Lockdown wird bis 10. Januar verlängert

Trotz Lockdown bleiben in Deutschland die Infektionszahlen auf einem hohen Niveau. Fast alle Landkreise sind weit von der Zielinzidenz von 50 Fällen pro 100.000 entfernt. Die Bundesregierung verlängert daher die bestehenden Corona-Maßnahmen bis in den Januar.

Bis zum 10. Januar wird der Teil-Lockdown mit geschlossenen Restaurants, Museen, Theatern und Freizeitanlagen verlängert. Bei ihren Beratungen haben dies die Länder und die Bundeskanzlerin heute beschlossen. Merkel sagte dazu: „Im Grundsatz bleibt der Zustand, wie er jetzt ist“, sagte Merkel.

Vom Zielwert ist Deutschland „sehr weit entfernt“. Parallel dazu gibt es eine hohe Zahl an Todesopfern zu beklagen. Daraus ergebe sich eine hohe Verantwortung von Bund und Ländern. Merkel bekräftigte das Ziel, 50 Neuinfektionen auf 100.000 Einwohner innerhalb von sieben Tagen zu erreichen.

Die Landesbehörden haben am Mittwoch 512 Sterbefälle gemeldet. Dies ist der höchste Tageszuwachs seit dem Beginn der Pandemie. Parallel dazu kamen deutschlandweit 19.000 Neuinfektionen hinzu. Insgesamt sind 1.096.341 Coronavirus-Infektionen seit Pandemiebeginn gemeldet worden.

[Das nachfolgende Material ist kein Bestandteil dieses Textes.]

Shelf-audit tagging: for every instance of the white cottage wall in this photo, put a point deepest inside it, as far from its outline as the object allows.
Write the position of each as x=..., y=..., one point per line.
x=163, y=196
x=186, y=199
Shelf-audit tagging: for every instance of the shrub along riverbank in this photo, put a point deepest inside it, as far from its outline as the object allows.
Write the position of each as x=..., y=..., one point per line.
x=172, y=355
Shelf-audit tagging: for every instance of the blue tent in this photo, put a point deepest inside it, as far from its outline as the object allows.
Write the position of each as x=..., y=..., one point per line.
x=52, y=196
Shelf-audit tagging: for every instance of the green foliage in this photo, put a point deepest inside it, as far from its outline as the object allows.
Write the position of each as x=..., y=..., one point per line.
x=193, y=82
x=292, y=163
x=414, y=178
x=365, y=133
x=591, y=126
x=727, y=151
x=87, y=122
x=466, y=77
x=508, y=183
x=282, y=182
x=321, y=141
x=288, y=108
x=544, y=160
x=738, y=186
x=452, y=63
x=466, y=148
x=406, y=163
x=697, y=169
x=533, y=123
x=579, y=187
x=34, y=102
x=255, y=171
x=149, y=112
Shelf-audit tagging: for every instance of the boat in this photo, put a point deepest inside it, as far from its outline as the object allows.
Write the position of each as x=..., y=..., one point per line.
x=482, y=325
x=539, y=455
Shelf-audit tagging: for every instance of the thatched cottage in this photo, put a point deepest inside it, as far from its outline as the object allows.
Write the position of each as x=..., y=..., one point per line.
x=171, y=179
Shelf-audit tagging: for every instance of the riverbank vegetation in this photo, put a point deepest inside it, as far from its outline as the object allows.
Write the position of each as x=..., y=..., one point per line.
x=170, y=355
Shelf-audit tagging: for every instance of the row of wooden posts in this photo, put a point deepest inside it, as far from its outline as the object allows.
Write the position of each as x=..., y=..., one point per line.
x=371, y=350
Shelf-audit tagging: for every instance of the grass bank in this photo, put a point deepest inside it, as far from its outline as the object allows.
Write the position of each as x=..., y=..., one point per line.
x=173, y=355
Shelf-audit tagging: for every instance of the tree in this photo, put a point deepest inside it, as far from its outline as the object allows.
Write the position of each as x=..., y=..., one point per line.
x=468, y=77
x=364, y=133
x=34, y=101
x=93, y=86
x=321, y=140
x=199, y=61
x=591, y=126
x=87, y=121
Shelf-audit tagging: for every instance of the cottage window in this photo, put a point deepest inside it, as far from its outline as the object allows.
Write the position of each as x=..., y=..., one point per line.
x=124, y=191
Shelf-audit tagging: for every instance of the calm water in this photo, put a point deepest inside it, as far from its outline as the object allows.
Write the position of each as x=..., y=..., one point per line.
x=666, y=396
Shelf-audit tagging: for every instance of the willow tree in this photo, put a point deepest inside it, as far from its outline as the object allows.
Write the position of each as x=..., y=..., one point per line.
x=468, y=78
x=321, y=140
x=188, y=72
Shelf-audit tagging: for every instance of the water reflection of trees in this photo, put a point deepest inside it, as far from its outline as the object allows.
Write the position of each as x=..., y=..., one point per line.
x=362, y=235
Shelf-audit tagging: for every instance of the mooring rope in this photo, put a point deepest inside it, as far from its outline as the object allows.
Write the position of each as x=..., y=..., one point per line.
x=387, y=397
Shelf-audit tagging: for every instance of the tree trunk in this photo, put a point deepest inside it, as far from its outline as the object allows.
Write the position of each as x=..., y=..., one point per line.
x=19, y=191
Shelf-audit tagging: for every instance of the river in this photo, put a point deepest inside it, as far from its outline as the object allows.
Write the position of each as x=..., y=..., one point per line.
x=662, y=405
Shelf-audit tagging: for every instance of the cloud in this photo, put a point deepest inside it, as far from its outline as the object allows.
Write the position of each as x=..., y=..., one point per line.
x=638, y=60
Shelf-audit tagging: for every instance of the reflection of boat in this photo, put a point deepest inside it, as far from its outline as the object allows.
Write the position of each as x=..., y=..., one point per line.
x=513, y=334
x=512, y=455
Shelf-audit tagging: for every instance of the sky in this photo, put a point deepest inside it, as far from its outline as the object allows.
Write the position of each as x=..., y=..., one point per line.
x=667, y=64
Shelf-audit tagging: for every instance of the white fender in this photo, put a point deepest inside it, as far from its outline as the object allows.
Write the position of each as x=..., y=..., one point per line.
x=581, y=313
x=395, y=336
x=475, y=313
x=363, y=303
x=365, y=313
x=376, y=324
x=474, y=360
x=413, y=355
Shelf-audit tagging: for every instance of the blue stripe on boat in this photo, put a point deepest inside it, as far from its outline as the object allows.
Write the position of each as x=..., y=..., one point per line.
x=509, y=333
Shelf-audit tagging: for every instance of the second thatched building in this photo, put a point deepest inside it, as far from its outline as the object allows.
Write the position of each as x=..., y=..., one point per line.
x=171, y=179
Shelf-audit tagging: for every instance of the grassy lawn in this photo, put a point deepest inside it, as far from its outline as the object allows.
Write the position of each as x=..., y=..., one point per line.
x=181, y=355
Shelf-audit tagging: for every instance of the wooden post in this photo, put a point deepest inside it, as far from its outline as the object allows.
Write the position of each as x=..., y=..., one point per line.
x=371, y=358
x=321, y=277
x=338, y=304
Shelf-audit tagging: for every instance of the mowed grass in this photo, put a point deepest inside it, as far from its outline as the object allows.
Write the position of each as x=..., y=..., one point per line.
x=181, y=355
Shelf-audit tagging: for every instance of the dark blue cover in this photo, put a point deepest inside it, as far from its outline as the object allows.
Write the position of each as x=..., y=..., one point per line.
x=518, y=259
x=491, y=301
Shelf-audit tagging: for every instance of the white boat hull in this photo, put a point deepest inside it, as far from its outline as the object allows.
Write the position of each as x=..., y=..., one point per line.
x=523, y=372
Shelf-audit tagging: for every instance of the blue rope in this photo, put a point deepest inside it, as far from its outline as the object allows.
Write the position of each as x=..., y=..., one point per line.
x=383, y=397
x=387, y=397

Bayerns Ministerpräsident Markus Söder erklärte dazu: „Wir können diese Situation nicht so hinnehmen.“ Es sei „notwendig und richtig, den Lockdown zu verlängern bis zum 10. Januar“. „Mitnichten entspannt“ habe sich die Corona-Lage. Es bestehe die Möglichkeit, noch schärfere Maßnahmen durchzusetzen. „Die Frage ist, ob wir das Land die ganze Zeit in dieser Art von Halbschlaf halten können – oder ob wir nicht irgendwann noch mal überlegen müssen, an einigen Stellen sehr deutlich und konsequent tiefer heranzugehen“. Es gelte zu überlegen, kurz und konsequent zu handeln, als lang und halbkonsequent. „Mein Gefühl ist, dass wir uns nicht scheuen dürfen, da sehr konsequent zu sein“, so der CSU-Chef.

Erst in der vergangenen Woche wurde der seit November geltende Teil-Lockdown bis kurz vor Weihnachten verlängert. Wegen des hohen Infektionsgeschehens gehen Bund und Länder davon aus, dass nun bis Anfang Januar umfassende Beschränkungen erforderlich seien. Dies betreffe besonders Gastronomie und Hotels.

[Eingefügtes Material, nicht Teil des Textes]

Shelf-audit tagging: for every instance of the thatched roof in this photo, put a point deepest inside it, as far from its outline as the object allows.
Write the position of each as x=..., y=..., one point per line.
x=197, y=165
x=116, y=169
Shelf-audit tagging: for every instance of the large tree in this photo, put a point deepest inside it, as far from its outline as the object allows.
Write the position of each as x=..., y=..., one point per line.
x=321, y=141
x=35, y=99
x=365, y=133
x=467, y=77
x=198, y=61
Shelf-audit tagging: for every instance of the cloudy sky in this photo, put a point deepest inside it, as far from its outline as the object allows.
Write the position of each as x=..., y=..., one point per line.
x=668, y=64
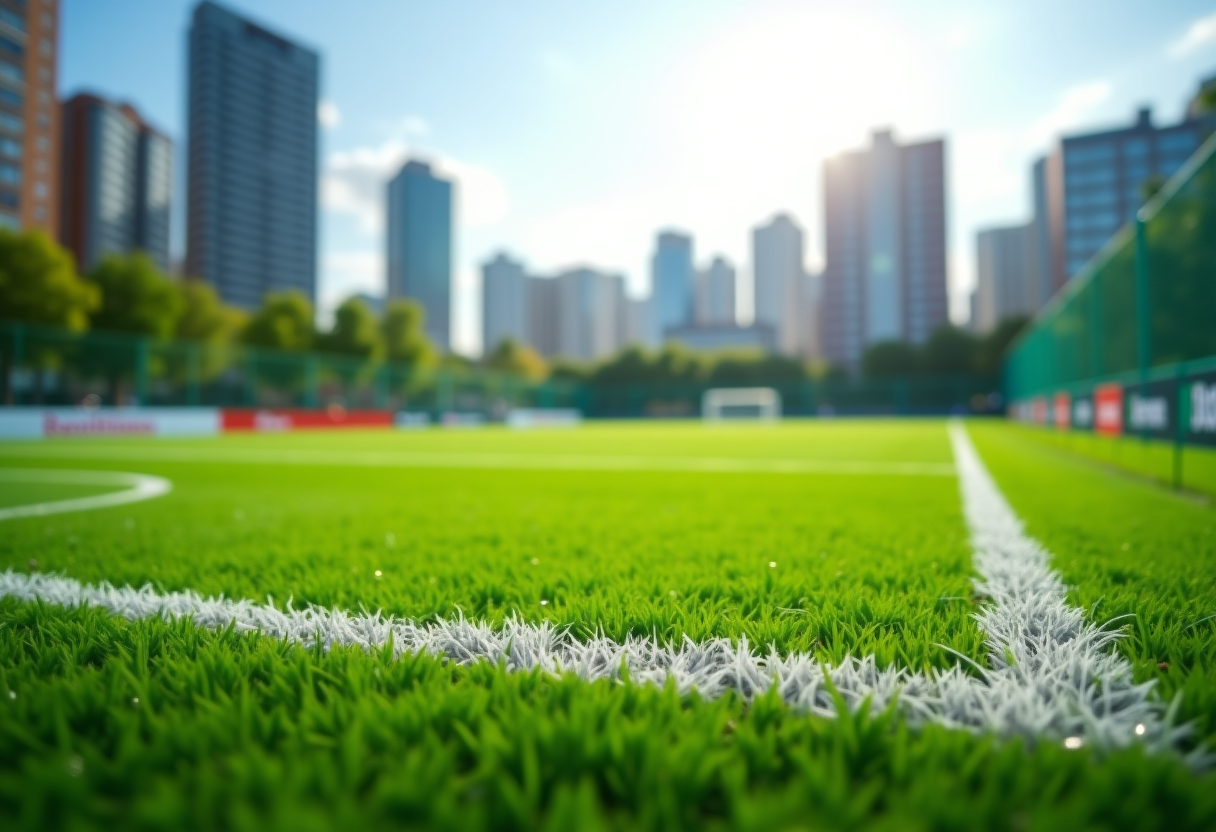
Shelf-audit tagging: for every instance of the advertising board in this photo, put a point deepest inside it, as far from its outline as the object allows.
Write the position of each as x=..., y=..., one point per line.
x=1149, y=409
x=52, y=422
x=1108, y=410
x=277, y=421
x=1199, y=409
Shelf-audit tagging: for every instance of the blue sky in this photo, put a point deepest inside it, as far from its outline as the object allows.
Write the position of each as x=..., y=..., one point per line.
x=576, y=130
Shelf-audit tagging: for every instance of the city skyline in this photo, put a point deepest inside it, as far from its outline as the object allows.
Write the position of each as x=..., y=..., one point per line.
x=561, y=212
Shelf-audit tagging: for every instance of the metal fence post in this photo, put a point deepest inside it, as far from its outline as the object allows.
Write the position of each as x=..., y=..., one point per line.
x=141, y=372
x=1143, y=333
x=192, y=374
x=1178, y=423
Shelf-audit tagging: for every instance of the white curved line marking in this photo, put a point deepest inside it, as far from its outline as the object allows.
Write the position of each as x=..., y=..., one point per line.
x=496, y=460
x=139, y=487
x=1051, y=674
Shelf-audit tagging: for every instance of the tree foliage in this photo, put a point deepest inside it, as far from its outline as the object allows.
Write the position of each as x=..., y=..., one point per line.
x=135, y=297
x=285, y=321
x=518, y=359
x=39, y=282
x=203, y=315
x=354, y=331
x=949, y=352
x=405, y=339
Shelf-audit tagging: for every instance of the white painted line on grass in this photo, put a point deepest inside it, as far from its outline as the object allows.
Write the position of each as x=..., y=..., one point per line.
x=1051, y=675
x=226, y=455
x=138, y=488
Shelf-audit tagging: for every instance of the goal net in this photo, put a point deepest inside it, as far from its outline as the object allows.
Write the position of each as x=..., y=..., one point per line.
x=741, y=403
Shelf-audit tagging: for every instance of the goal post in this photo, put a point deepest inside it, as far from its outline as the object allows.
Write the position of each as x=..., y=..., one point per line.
x=741, y=403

Sieben Millionen Impfdosen im ersten Quartal

Merkel sprach in Bezug auf einen Impfstoff davon, dass Ende Dezember das Mittel von Biontech in europäischen Ländern zugelassen werden könnte. Die Bundesregierung wolle in der Pandemie trotz des beschleunigten Zulassungsverfahrens in Großbritannien nicht von der Gründlichkeit abweichen.

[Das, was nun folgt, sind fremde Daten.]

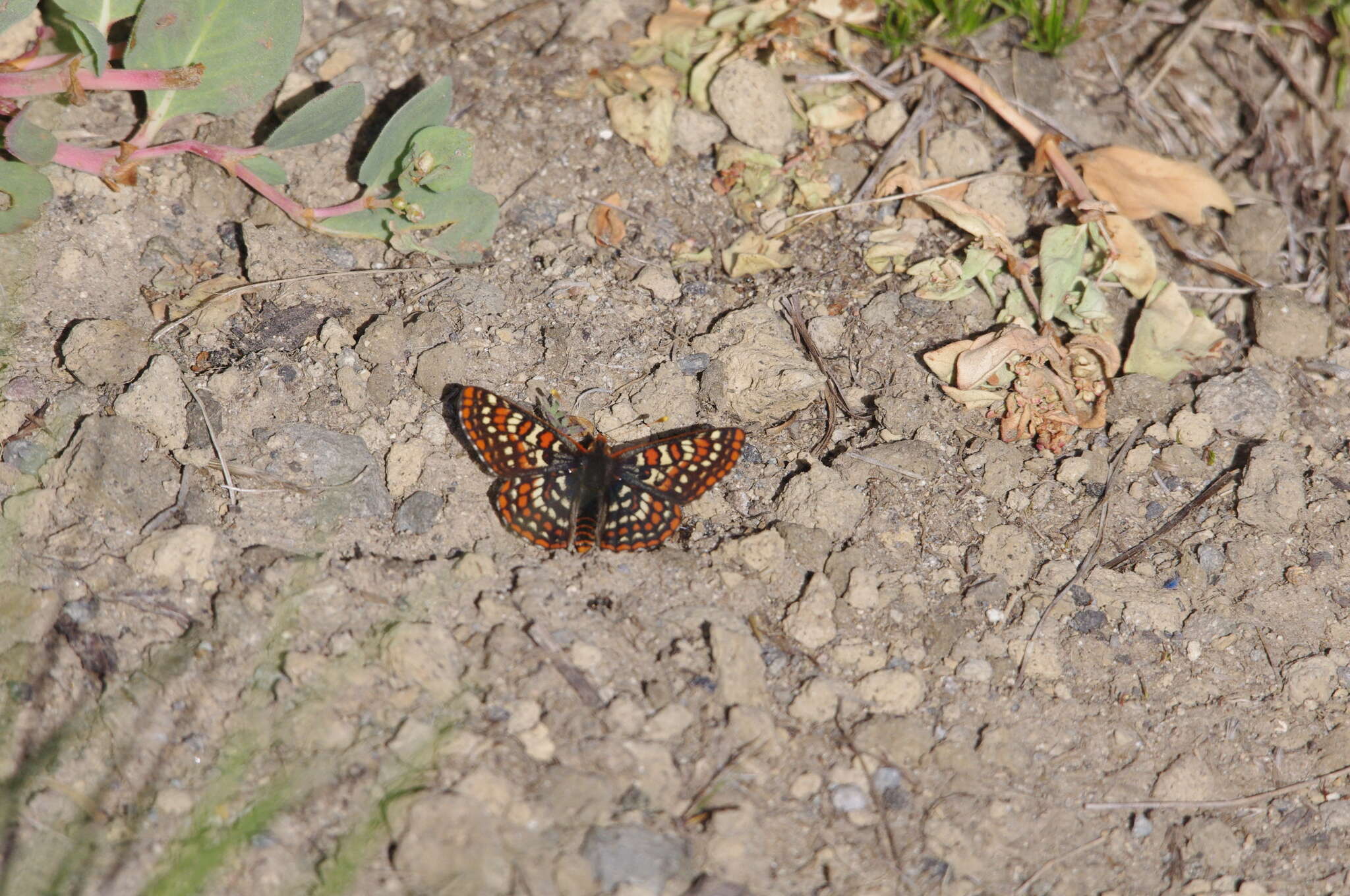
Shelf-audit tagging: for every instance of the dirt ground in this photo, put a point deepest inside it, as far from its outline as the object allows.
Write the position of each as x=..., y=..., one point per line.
x=351, y=679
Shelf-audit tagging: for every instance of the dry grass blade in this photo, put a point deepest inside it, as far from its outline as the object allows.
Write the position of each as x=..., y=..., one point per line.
x=1240, y=802
x=1088, y=562
x=1213, y=489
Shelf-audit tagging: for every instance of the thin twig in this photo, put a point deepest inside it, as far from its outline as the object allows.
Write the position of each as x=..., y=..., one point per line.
x=895, y=149
x=1088, y=562
x=1026, y=884
x=574, y=677
x=279, y=281
x=211, y=435
x=881, y=200
x=1241, y=802
x=1187, y=509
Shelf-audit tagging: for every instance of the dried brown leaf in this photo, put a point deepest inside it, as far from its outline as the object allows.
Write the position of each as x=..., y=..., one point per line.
x=606, y=225
x=1141, y=184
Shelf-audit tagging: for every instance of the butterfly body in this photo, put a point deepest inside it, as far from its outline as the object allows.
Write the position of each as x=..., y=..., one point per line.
x=560, y=493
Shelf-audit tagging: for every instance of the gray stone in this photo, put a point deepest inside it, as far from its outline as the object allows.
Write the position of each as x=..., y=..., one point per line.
x=417, y=513
x=103, y=352
x=631, y=854
x=316, y=457
x=1288, y=325
x=1245, y=404
x=26, y=454
x=751, y=100
x=695, y=132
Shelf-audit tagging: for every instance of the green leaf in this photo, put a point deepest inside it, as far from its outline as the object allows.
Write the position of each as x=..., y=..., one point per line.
x=466, y=219
x=15, y=11
x=26, y=189
x=430, y=107
x=245, y=45
x=266, y=169
x=319, y=119
x=1169, y=338
x=86, y=36
x=1061, y=262
x=29, y=142
x=99, y=13
x=440, y=158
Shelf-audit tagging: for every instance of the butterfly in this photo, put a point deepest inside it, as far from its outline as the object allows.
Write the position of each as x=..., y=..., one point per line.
x=562, y=493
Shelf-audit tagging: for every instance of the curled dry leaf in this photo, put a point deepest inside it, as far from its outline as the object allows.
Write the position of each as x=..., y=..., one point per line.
x=1141, y=184
x=1134, y=265
x=606, y=225
x=1169, y=338
x=753, y=253
x=645, y=123
x=212, y=312
x=1044, y=389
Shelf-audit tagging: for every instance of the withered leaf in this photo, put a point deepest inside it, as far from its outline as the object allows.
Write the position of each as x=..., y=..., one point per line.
x=1141, y=184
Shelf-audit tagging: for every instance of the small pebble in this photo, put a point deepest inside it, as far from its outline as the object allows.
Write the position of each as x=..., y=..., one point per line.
x=1086, y=621
x=1212, y=557
x=848, y=798
x=691, y=365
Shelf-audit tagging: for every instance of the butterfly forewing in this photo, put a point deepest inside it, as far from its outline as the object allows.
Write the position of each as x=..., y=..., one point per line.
x=636, y=520
x=682, y=466
x=508, y=439
x=538, y=508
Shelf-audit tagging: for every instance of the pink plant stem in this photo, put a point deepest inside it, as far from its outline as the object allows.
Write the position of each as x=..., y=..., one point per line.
x=105, y=165
x=57, y=80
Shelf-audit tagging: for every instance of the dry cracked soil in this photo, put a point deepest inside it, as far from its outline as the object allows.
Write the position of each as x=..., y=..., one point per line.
x=346, y=677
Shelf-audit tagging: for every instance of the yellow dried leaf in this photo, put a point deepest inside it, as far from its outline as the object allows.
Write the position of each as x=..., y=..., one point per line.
x=753, y=253
x=606, y=225
x=677, y=18
x=645, y=123
x=1141, y=184
x=838, y=114
x=1134, y=266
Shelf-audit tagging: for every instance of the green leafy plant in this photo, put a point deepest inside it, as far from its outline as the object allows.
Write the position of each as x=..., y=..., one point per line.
x=902, y=23
x=192, y=57
x=1052, y=24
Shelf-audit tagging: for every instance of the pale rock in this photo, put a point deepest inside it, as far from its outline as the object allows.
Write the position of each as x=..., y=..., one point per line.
x=810, y=619
x=1189, y=777
x=158, y=401
x=404, y=464
x=668, y=722
x=806, y=786
x=864, y=590
x=821, y=498
x=626, y=717
x=886, y=122
x=1311, y=679
x=893, y=691
x=1191, y=430
x=1011, y=552
x=740, y=667
x=177, y=555
x=751, y=100
x=816, y=702
x=659, y=283
x=538, y=744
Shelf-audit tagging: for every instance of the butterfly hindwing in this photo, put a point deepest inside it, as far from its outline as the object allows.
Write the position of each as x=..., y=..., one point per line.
x=508, y=439
x=538, y=508
x=636, y=520
x=685, y=464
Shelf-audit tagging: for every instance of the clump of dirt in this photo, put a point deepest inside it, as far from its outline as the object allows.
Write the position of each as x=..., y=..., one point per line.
x=264, y=630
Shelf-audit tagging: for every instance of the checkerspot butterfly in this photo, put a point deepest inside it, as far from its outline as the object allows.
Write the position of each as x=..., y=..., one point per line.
x=562, y=493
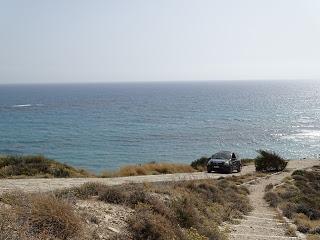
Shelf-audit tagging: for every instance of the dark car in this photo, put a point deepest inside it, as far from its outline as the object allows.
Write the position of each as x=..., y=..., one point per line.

Deutschland könne nach Merkels Ankündigung im ersten Quartal des nächsten Jahres rund sieben Millionen Impfdosen zur Verfügung stellen. Dies gelte für die Mittel von Biontech und Moderna. Man dürfe bei Thema Impfstoff „im ersten Quartal keine überbordenen Hoffnungen haben“.